If OP said 'I am thinking of taking a 7 year career break to study tortoises in the Galápagos Islands' everyone would say, go for it. But taking a career break to bring up their child is torn to pieces.

Way too much projection here. Sorry some people feel guilty for wanting to work, having to work, preferring to work, feeling insecure enough to need to work and finding motherhood boring, but OP seems to be in a secure relationship and hasn't said she wants to spend the rest of her life at home.

HelloMissus · 23/08/2020 13:31

Honestly, I can’t recall ever strugglbig with working and parenting.
And my kids grew up lovely and kind and happy and all ended up at uni etc etc
And I stayed married.
And so I’m not sure where the struggle was meant to be Grin

tigger001 · 23/08/2020 13:32

Full time/part refer to care.

So you would have no problem in a person saying I am a parent that cares for its child full time ?

TheKeatingFive · 23/08/2020 13:33

So you would have no problem in a person saying I am a parent that cares for its child full time ?

No

Sarahbeans · 23/08/2020 13:35

I also agree with full time parent being a category error.

But I also wouldn't have a problem with a SAHM parent who says they are a parent who cares for their child full time. So long as they stop saying that when their child starts preschool or school. As then it's no longer true.

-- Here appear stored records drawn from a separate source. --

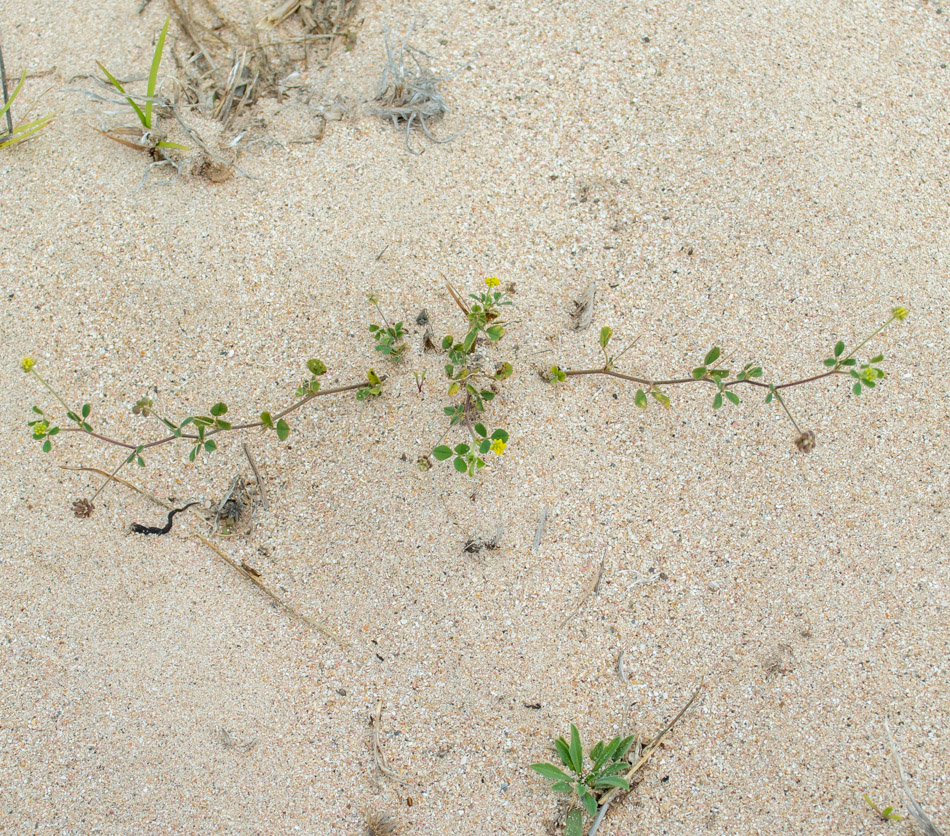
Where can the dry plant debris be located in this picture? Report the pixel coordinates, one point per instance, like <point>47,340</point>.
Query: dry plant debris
<point>916,811</point>
<point>378,754</point>
<point>225,66</point>
<point>583,312</point>
<point>409,92</point>
<point>379,824</point>
<point>319,17</point>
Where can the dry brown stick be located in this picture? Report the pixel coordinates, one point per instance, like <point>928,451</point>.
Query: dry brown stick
<point>384,768</point>
<point>916,811</point>
<point>276,598</point>
<point>257,475</point>
<point>217,516</point>
<point>647,752</point>
<point>129,485</point>
<point>271,594</point>
<point>591,590</point>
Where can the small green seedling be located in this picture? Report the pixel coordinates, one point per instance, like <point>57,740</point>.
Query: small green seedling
<point>389,338</point>
<point>15,134</point>
<point>469,378</point>
<point>152,140</point>
<point>583,784</point>
<point>887,814</point>
<point>865,376</point>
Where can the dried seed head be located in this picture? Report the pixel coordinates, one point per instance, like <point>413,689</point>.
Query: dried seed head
<point>805,442</point>
<point>83,508</point>
<point>379,824</point>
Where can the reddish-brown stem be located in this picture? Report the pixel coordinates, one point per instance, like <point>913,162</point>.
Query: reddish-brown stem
<point>644,382</point>
<point>249,425</point>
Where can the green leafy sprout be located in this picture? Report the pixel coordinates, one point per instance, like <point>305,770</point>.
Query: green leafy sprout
<point>584,784</point>
<point>389,338</point>
<point>198,430</point>
<point>468,378</point>
<point>711,372</point>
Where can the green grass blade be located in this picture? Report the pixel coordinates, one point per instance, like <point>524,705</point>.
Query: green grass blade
<point>153,73</point>
<point>121,89</point>
<point>6,107</point>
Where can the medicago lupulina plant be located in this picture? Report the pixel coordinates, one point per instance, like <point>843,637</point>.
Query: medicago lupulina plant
<point>199,431</point>
<point>470,379</point>
<point>583,784</point>
<point>149,138</point>
<point>861,376</point>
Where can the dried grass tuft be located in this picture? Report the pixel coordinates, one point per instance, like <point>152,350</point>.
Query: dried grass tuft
<point>409,92</point>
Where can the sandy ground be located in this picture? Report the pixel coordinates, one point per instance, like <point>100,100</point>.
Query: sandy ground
<point>767,177</point>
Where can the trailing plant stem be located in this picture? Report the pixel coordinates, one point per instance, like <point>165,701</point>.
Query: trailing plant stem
<point>249,425</point>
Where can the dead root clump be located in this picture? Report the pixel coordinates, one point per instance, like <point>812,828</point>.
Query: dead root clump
<point>409,92</point>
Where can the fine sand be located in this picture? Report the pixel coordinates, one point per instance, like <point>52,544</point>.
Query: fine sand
<point>767,177</point>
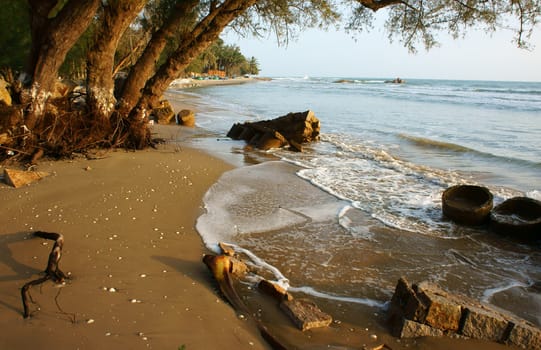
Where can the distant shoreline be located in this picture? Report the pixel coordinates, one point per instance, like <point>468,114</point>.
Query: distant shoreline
<point>185,83</point>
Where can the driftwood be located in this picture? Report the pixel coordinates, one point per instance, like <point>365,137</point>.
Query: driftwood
<point>52,271</point>
<point>221,267</point>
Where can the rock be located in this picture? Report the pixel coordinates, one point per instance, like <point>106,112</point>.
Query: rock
<point>412,329</point>
<point>426,304</point>
<point>18,178</point>
<point>163,114</point>
<point>484,324</point>
<point>405,303</point>
<point>291,130</point>
<point>305,314</point>
<point>186,117</point>
<point>441,311</point>
<point>238,267</point>
<point>271,140</point>
<point>274,290</point>
<point>226,249</point>
<point>4,138</point>
<point>63,88</point>
<point>5,96</point>
<point>525,335</point>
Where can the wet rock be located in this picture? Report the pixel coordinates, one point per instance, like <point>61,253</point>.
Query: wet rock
<point>5,96</point>
<point>305,314</point>
<point>412,329</point>
<point>291,130</point>
<point>525,335</point>
<point>186,117</point>
<point>484,324</point>
<point>426,304</point>
<point>442,311</point>
<point>274,290</point>
<point>226,249</point>
<point>163,114</point>
<point>19,178</point>
<point>405,303</point>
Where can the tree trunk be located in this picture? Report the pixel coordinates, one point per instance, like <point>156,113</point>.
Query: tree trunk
<point>193,43</point>
<point>58,38</point>
<point>39,23</point>
<point>146,64</point>
<point>117,16</point>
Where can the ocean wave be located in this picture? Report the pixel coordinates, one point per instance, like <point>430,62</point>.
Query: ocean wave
<point>430,143</point>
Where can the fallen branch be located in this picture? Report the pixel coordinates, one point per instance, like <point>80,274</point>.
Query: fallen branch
<point>52,271</point>
<point>221,267</point>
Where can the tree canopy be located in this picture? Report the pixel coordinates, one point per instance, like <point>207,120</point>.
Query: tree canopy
<point>156,41</point>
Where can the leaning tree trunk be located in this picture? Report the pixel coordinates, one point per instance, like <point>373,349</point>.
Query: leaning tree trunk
<point>58,36</point>
<point>146,64</point>
<point>193,43</point>
<point>117,16</point>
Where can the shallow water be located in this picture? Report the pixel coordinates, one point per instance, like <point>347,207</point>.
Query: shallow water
<point>361,208</point>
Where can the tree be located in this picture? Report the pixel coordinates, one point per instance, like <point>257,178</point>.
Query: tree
<point>175,32</point>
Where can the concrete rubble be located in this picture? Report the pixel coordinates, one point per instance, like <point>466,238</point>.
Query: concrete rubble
<point>424,309</point>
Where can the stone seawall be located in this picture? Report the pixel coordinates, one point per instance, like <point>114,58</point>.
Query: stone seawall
<point>424,309</point>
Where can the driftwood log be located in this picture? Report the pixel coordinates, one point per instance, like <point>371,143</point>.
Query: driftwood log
<point>221,267</point>
<point>52,271</point>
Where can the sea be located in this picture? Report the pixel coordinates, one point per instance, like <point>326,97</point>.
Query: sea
<point>360,208</point>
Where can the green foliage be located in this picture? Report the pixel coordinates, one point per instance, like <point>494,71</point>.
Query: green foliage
<point>416,22</point>
<point>15,39</point>
<point>223,57</point>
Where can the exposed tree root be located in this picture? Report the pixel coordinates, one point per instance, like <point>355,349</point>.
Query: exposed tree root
<point>52,271</point>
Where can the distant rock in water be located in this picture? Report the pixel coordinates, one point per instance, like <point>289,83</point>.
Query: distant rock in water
<point>291,130</point>
<point>395,81</point>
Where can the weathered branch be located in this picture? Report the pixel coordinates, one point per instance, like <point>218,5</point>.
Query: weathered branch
<point>52,271</point>
<point>375,5</point>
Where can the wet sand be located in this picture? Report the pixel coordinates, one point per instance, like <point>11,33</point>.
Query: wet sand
<point>134,257</point>
<point>137,280</point>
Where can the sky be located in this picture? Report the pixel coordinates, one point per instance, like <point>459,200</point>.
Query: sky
<point>334,53</point>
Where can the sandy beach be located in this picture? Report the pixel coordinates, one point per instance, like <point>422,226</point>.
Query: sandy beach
<point>134,257</point>
<point>137,280</point>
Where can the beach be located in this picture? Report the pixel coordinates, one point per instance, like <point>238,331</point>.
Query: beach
<point>131,251</point>
<point>135,257</point>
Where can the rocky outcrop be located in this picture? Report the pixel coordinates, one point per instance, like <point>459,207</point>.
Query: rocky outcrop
<point>5,96</point>
<point>163,114</point>
<point>291,130</point>
<point>424,309</point>
<point>186,117</point>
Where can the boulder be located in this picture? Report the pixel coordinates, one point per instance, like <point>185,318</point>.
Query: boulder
<point>163,114</point>
<point>274,290</point>
<point>5,96</point>
<point>305,314</point>
<point>291,130</point>
<point>411,329</point>
<point>19,178</point>
<point>63,88</point>
<point>186,117</point>
<point>424,309</point>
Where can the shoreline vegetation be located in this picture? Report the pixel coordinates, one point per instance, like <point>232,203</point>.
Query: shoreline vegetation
<point>133,258</point>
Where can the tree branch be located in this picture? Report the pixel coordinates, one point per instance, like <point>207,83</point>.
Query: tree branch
<point>52,271</point>
<point>379,4</point>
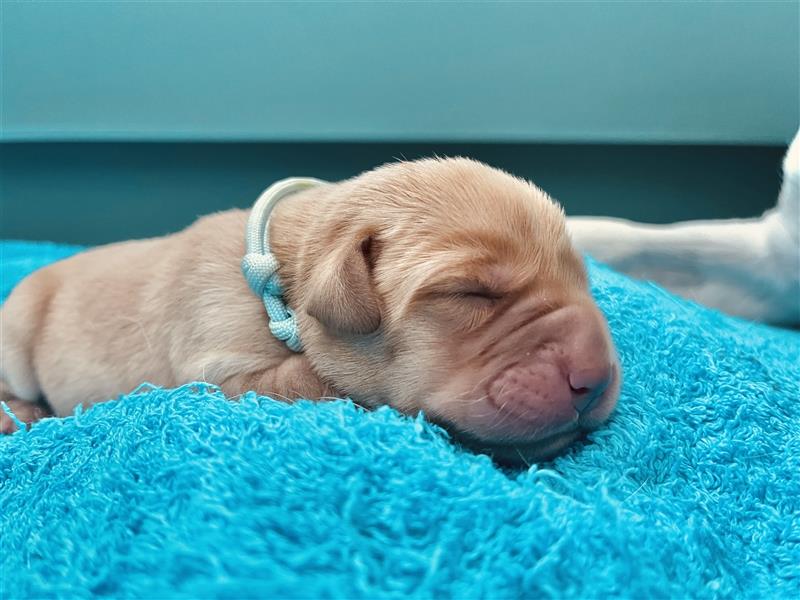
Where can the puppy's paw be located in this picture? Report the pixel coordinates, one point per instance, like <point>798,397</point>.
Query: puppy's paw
<point>27,412</point>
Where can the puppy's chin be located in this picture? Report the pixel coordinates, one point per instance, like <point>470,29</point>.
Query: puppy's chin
<point>519,452</point>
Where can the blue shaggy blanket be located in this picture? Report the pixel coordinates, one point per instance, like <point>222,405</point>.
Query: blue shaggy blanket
<point>692,490</point>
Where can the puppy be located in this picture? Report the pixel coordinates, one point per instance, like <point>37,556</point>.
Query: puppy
<point>442,286</point>
<point>744,267</point>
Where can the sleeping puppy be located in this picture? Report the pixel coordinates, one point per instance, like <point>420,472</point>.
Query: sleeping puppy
<point>442,286</point>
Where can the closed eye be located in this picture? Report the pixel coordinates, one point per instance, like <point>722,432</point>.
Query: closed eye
<point>480,294</point>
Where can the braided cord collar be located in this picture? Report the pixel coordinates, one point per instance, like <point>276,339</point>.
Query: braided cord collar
<point>260,266</point>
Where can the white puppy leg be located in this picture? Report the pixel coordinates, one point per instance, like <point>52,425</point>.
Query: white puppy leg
<point>745,267</point>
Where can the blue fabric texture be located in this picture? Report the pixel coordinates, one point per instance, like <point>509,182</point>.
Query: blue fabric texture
<point>691,490</point>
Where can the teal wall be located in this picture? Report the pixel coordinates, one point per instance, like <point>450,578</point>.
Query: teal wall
<point>93,193</point>
<point>689,72</point>
<point>127,119</point>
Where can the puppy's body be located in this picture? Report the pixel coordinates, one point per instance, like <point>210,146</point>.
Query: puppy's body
<point>167,310</point>
<point>442,286</point>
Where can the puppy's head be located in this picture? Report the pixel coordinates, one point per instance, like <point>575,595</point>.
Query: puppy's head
<point>453,288</point>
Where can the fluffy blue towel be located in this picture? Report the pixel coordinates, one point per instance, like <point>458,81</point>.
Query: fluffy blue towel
<point>693,489</point>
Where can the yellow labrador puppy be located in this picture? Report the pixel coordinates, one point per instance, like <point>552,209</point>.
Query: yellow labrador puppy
<point>438,285</point>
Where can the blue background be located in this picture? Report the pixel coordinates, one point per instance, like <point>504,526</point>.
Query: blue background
<point>128,119</point>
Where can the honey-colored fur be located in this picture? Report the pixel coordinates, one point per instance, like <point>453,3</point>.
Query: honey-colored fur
<point>411,283</point>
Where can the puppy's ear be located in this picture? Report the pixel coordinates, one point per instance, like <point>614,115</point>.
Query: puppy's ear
<point>342,294</point>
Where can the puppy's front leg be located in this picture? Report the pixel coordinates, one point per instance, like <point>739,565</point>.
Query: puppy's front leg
<point>290,380</point>
<point>746,267</point>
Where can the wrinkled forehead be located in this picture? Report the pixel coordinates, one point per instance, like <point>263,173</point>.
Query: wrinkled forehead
<point>496,250</point>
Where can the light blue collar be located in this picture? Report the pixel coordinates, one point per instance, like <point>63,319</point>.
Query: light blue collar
<point>260,266</point>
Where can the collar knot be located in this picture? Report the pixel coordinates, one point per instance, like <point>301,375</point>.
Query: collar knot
<point>260,266</point>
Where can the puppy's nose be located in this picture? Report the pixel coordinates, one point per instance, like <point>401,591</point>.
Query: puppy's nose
<point>587,386</point>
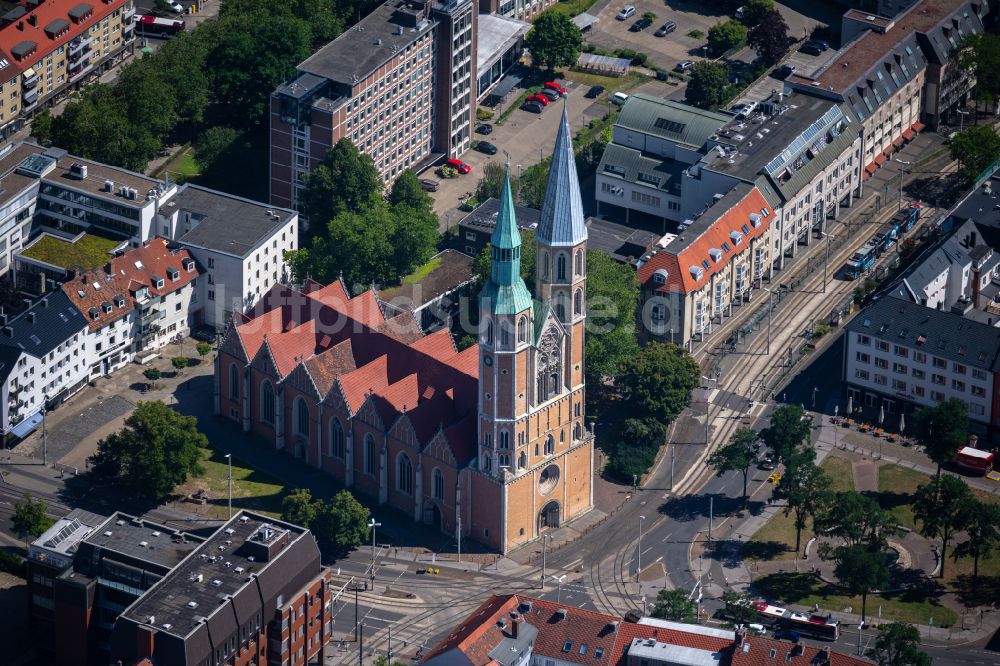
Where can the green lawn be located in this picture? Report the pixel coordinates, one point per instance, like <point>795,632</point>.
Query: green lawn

dollypopy · 23/08/2020 13:37

@tornadoalley how did I twist your words?

You wrote

Far from being dissatisfied with a SAHM many men love the fact there wife is happier than when struggling to be a good employee, a good wife and a good mother. They love the fact their wife can be more available to them, less tired and, usually more affectionate, because they are less fraught juggling two lives

I asked why the men can manage to juggle it all & you replied

No they are not better at juggling. He could concentrate on his job and being a parent. As a former SAHM I could do the housework, washing and cooking and still enjoy lots of lovely baby time

tigger001 · 23/08/2020 13:38

It all seems a bit pedantic and pandering to be fair, you know what people mean, not one person would say it try and imply you are only a parent half to time.
It doesn't offend my working parent friends, but I would hate offend, so let's go with it.